Today’s watercolor experiment:
I had nothing in mind to paint today. When that happens, I get my inspiration by just getting started. Sometimes I do this by dipping my brush in a color that suits my fancy and stroking it across the paper. Perhaps the color or the shape of the stroke will inspire my next step.
Today I used latex resist as my starting point. Instead of dripping it from a great height and risk splashing, I poured it close to the paper and tilted the paper this way and that, to steer the liquid into a pleasing pattern, before I let it dry.
Then I started by applying terra verte. This particular color, or at least the brand I have in my paintbox (Winsor Newton), requires quite a bit of pigment to render any color at all. It is very light. I used granular paints, Moonglow (Daniel Smith) and burnt sienna for the background, applying quite a bit of pigment and water so that they would stream over the latex resist. I also used a bit of cobalt turquoise in the mix. I used English yellow very carefully in the lower portion of the composition so that the delicate drip traces would not be disturbed.
In contrast to the drippy earth tones, I wanted to use solid colors for the white spaces created when I removed the latex.
I applied calligraphy inks and Winsor Newton inks with a brush, to the white pattern.
I would have liked a bit more contrast between the bold inked areas and the softer earth tones, but I do like this composition the way it turned out.
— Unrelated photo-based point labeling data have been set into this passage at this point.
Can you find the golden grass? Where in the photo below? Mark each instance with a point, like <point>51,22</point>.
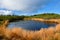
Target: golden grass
<point>51,33</point>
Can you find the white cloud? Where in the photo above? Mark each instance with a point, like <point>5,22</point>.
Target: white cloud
<point>23,5</point>
<point>5,12</point>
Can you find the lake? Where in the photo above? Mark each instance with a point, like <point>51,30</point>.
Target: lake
<point>30,25</point>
Perhaps in a future experiment, more intricacy in the white areas (with an ink pen?) would add the contrast lacking in this composition.
I like your amalgamation of colors. Very nice work indeed.
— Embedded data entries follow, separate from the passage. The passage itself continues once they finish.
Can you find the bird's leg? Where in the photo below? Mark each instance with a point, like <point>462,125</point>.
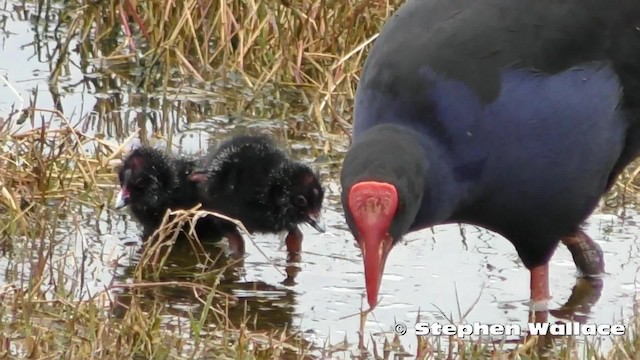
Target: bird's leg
<point>294,242</point>
<point>236,243</point>
<point>584,295</point>
<point>540,292</point>
<point>586,253</point>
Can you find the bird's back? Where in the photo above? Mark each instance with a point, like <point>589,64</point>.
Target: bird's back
<point>524,99</point>
<point>239,174</point>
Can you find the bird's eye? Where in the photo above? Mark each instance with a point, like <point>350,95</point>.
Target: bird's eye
<point>301,200</point>
<point>138,181</point>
Thank you so much. I appreciate your comment.
I love the explanation of each step, and you use beautiful colors. Very nice work.
Thank you for your comment. Sometimes the experiments work out.
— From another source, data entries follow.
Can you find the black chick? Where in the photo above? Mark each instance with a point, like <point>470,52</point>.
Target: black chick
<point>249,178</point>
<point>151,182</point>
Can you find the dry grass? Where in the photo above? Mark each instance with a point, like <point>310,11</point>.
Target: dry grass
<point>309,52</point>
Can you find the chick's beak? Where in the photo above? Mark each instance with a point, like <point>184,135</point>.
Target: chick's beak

Your abstracts are becoming eve more interesting, Jack. I’d have to say that ‘Stage 1’ appeals to me the most!
Hahaha… another case of ‘should have quit whilst I was ahead’? I often think that, Sarah. At least I have a photo of it even if it no longer exists in real life. It would be interesting to preserve a still-latex-coated paper as a final piece, observing how it changes with time… but that is whole different story. Thank you so much for your observation and comment!
Tell me about it – even though digital art allows me to back in stages, it’s never quite the same!
your work always catches my eye, heartfelt and warm, with integrity 🙂
Thank you so much, Liz. I’m honored. I love your work.